I don't have coping mechanisms for this. I don't know very many other trans people who experience this. It's not something that the trans community talks about as being normal. Would I experience this kind of dysphoria if I were not also mentally ill and dissociating a lot of the time? I don't know. Does part of my desire not to have a name stem from my unreasonable need to be completely independent and unique? Probably. My brain hurts.

I also experience social dysphoria. This is related to the way I present myself. Because I am AFAB (assigned female at birth) and visibly curvy, I can't wear a skirt and be androgynous at the same time. Even when I wear pants, people read me as a woman. As I said above, physical transition is not something I want; my solution to my social dysphoria is for people to stop gendering me without my consent. This isn't particularly viable at the moment, as a lot of the world has yet to catch up with recent shifts in how we think about gender.

One way I combat my social dysphoria is by asking people to refer to me using the singular they pronoun.
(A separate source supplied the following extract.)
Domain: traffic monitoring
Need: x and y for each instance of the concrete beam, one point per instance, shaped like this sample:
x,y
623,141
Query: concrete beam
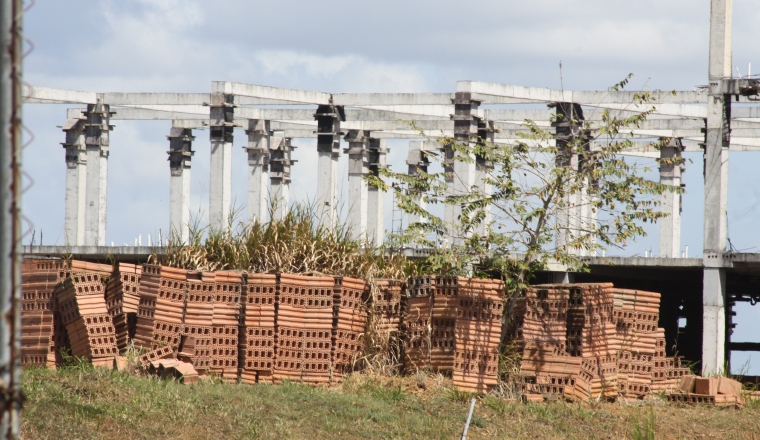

She/her are not inherently feminine pronouns, but it seems to be easier for most people to see me as not a woman when they're not using the same pronouns for me that they use for most women and many feminine-aligned people.

As evident in much of what I've written, there aren't clear-cut solutions for kinds of dysphoria that aren't body dysphoria, so I don't know how to combat those, but at least I know what I experience and can categorize it, and that's more than I could do last week.